SpaceX priced its IPO at $135 per share on June 11, raising approximately $75 billion by selling 555.6 million shares. That makes it the largest initial public offering in history, both by dollars raised and by valuation, and it wasn’t particularly close.
The offering established a post-IPO valuation of roughly $1.77 trillion, slotting SpaceX in as the sixth-most valuable company on the planet. The stock is set to begin trading on the Nasdaq under the ticker SPCX on June 12.
The numbers behind the rocket fuel
To put $75 billion in context: the previous record-holder for largest IPO was Saudi Aramco’s 2019 listing.

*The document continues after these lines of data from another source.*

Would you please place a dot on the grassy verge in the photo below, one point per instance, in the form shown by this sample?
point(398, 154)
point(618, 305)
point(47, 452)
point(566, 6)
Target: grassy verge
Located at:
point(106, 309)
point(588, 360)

Investor demand was, to use a technical term, absurd. Reports indicated the offering was oversubscribed with demand ranging between $250 billion and $350 billion. That means investors wanted to buy roughly three to five times more shares than were actually available.
SpaceX reported revenue of approximately $18.7 billion in 2025, alongside an operating loss in the $4 billion to $5 billion range. So we’re looking at a company valued at roughly 95 times its revenue while still losing money on operations.

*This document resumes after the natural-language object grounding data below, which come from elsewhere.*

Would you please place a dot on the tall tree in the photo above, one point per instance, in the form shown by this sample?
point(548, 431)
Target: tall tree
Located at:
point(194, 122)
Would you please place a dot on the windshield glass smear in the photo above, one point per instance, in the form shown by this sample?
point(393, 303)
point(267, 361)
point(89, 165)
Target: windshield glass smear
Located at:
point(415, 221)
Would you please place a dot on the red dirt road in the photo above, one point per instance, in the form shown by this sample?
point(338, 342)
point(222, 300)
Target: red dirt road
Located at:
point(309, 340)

During pre-IPO futures trading, the implied market valuation actually exceeded $2 trillion, suggesting that when shares start changing hands on the open market, the price could climb above the $135 offering level.
Up to 30% of the IPO allocation was aimed at retail investors, a notably generous slice for an offering of this size. Most mega-IPOs reserve the overwhelming majority of shares for institutional players.
Why crypto investors should pay attention
SpaceX holds a Bitcoin treasury of 18,712 BTC, valued at approximately $1.2 billion. Every institutional investor and index fund that buys SPCX shares is now getting indirect Bitcoin exposure whether they wanted it or not. SpaceX joins a growing list of publicly traded companies, including MicroStrategy and Tesla, that give traditional equity investors a side door into Bitcoin.
The fast-track inclusion SpaceX expects in major indices like the Nasdaq-100 would force passive index funds to buy the stock, meaning billions more in automatic purchasing, all carrying that embedded Bitcoin exposure along for the ride.
When $75 billion flows into a single equity offering, that capital has to come from somewhere. The oversubscription numbers — $250 billion to $350 billion in demand — hint at just how much capital was mobilized for this event.
The bigger picture for markets
The IPO also leapfrogs SpaceX ahead of Tesla in some valuation rankings, creating the unusual situation where Elon Musk’s newer company is worth more than his older one.
For Bitcoin specifically, the 18,712 BTC on SpaceX’s balance sheet becomes a talking point every earnings season going forward. Analysts will track the value of that holding, and it normalizes Bitcoin as a corporate treasury asset in front of an entirely new audience of equity investors who may never have visited a crypto exchange.